The reality of bullying and gay teen suicide is probably quite different from these media-engineered showdowns. First, just because a teen is gay and kills himself, does not mean that he killed himself because he was gay. Second, looking for hard and fast reasons for suicide, particularly in young people, is a fool’s game and it ignores the multiple pressures facing young adolescents on account of the messed up worlds that we adults pass on to youth. Finally, the representation of adolescence as a treacherous territory that one must pass through before reaching the safe harbor of adulthood — and this is the explicit message of the “it gets better” campaign — is a sad lie about what it means to be an adult.
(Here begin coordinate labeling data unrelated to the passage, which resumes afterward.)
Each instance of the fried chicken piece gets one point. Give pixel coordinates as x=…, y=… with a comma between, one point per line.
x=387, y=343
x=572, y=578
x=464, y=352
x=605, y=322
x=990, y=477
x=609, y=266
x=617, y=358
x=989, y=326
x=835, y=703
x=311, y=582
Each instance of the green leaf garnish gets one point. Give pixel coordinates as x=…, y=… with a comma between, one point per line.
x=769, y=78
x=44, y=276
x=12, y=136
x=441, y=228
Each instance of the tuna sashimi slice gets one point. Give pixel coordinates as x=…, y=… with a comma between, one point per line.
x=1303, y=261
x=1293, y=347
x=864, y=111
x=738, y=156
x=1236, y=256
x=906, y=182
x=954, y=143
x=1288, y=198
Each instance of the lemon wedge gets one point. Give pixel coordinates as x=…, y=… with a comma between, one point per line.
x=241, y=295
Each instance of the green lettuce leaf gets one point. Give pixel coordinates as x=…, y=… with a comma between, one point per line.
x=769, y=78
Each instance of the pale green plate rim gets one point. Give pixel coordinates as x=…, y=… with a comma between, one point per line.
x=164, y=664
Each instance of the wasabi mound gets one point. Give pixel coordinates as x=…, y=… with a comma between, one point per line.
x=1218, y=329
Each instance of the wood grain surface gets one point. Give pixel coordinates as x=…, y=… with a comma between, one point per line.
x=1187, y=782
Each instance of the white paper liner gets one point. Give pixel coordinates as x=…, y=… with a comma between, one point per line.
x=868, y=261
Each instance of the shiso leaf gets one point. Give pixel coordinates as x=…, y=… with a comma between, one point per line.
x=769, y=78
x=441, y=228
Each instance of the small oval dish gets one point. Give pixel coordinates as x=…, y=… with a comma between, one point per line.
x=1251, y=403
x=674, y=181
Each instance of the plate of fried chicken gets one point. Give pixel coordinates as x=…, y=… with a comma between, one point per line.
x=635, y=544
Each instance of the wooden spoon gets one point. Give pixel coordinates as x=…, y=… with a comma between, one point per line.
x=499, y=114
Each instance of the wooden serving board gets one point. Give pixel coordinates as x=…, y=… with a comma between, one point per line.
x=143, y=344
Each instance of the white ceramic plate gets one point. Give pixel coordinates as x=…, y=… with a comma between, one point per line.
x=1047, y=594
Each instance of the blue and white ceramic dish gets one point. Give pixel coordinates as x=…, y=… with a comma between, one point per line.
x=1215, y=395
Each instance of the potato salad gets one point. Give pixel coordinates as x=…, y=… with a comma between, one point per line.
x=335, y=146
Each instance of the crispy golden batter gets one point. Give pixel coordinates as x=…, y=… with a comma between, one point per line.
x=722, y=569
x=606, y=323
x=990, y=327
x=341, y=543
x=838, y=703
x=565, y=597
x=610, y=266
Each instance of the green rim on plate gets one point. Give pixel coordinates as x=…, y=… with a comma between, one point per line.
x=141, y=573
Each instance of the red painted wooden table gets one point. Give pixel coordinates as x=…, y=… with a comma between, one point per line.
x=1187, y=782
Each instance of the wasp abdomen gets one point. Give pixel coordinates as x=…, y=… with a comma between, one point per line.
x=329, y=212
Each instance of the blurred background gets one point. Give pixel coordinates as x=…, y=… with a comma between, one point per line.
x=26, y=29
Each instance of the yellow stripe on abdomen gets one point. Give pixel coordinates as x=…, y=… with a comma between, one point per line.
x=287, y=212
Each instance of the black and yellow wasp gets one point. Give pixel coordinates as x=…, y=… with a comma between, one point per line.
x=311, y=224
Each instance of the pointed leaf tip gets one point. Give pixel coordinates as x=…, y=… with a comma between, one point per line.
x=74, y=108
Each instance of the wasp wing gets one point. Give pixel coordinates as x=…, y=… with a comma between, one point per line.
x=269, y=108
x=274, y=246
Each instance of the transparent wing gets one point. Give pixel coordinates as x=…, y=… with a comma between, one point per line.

In fact, to distort the saccharine message sent out by Dan Savage and his boyfriend, sometimes “things get worse”… or to quote my friend Jody Davis, at any rate, “things get different.” In fact only a very small and privileged sector of the US population can say with any kind of confidence: “It gets better!” One can rarely say this to youth of color or to teenage moms or to victims of sexual abuse and, for the most part, unless one is talking to silver spoon in the mouth gays, one cannot promise to most queers that “things get better.” The touchy-feely notion embraced by this video campaign that teens can be pulled back from the brink of self-destruction by taped messages made by impossibly good looking and successful people smugly recounting the highlights of their fabulous lives is just PR for the status quo, a way of patting yourself on the back without changing a thing, pretending to be on the front lines while you eat caviar and sip champagne in the VIP lounge. By all means make cute videos about you and your boyfriend, but don’t justify the self-indulgence by imagining you are saving a life. Bully out.
 
J. JACK HALBERSTAM, Professor of English, American Studies and Ethnicity and Gender Studies at University of Southern California.